La señora Allerton se acercó a Poirot, diciéndole:

—¡Que cambio se ha operado en esa chica! Parecía disgustada, casi desgraciada en Assuán. Hoy parece tan feliz que me nace temer que está «fey».

Antes de que Poirot pudiese responder lo que pensaba, todos los pasajeros fueron llamados al orden. El intérprete oficial se encargó de ellos y la asamblea se dirigió a la playa para visitar Abu Simbel.

Poirot se encontró junto a Andrés Pennington.

—Ésta es su primera visita a Egipto, ¿verdad? —preguntó.

—¿Por qué? No. Estuve aquí en el año 1923. Es decir, estuve en El Cairo. Nunca había remontado el curso del Nilo hasta ahora.

—¿Vino usted a bordo del Germanic, según creo? Por lo menos así me lo dijo la señora Doyle.

—En efecto, así es.

—Entonces supongo que habrá conocido a unos amigos míos que venían en el mismo barco... los Fushington Smit.

—No me acuerdo de nadie de ese nombre. La nave venía atestada y tuvimos un tiempo detestable. La mayoría de los pasajeros ni siquiera aparecieron sobre cubierta y la travesía es tan corta, que es difícil saber quién se encontraba a bordo.

—Sí, es verdad. ¡Qué sorpresa tan agradable para usted encontrarse cuando menos se lo esperaba a Linnet y su esposo! Usted no tenía la menor idea de que estaban casados, ¿verdad?

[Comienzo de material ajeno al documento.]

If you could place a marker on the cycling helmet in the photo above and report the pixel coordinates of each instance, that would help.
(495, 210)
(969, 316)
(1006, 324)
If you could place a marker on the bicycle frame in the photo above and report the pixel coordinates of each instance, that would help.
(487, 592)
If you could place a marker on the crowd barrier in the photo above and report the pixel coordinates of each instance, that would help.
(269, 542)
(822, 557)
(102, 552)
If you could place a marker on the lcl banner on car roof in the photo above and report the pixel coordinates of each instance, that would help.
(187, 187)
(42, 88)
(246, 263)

—No. La señora Doyle me había escrito a este respecto, pero la carta llegó a Nueva York después de mi salida y la recibí unos días más tarde de nuestro inesperado encuentro.

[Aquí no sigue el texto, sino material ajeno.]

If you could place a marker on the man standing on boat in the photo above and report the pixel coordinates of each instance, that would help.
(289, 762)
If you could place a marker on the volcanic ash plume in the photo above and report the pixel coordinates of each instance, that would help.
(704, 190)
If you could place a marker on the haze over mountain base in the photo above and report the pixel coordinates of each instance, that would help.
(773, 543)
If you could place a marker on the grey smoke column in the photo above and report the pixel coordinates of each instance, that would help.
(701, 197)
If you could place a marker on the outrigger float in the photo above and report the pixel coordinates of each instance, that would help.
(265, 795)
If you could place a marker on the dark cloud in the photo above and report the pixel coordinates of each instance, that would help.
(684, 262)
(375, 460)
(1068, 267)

—Conoce a Linnet desde hace muchos años, ¿verdad?

—En efecto, monsieur. La conozco desde que era así... —hizo un ademán demostrativo—. Su padre y yo fuimos amigos toda la vida. Melhuish Ridgeway era un hombre notable... y afortunado.

—Su hija entrará en posesión de una fortuna considerable, tengo entendido... ¡Ah, perdón! Tal vez no es muy delicado hablar con usted de estas cuestiones...

Andrés Pennington sonrió.

—Ah, esto lo sabe todo el mundo. Sí, Linnet es una mujer riquísima.

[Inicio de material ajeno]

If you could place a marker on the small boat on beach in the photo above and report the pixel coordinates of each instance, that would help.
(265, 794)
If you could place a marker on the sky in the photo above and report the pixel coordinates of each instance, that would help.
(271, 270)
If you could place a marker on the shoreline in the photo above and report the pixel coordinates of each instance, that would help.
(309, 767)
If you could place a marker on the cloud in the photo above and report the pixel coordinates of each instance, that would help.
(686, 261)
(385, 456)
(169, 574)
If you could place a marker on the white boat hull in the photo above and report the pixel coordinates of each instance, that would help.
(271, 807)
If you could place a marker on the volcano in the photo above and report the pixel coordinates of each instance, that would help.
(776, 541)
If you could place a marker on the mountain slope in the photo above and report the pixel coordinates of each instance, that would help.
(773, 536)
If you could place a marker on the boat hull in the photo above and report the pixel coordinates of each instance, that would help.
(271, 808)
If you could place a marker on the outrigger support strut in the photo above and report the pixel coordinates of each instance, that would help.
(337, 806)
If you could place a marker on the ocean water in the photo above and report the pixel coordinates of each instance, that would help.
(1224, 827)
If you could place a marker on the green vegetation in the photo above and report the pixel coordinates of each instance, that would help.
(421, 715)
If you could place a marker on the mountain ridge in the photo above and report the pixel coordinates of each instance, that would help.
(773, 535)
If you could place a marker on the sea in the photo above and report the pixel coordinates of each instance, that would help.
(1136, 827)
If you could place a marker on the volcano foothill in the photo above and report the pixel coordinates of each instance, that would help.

—Supongo que el descenso de los valores de ciertas compañías ha perjudicado también a Linnet en cierto modo, ¿verdad?

Pennington tardó algunos segundos en responder. Dijo finalmente:

—Desde luego. Tiene usted razón en parte. Se atraviesa una situación algo difícil en estos días.

Poirot murmuró:

—Sin embargo, tengo entendido que la señora Doyle está dotada de una gran capacidad para los negocios de toda índole.

—En efecto. Linnet es una muchacha inteligente y práctica.

Se detuvieron. El guía comenzó su disertación sobre el templo construido por el gran Ramsés.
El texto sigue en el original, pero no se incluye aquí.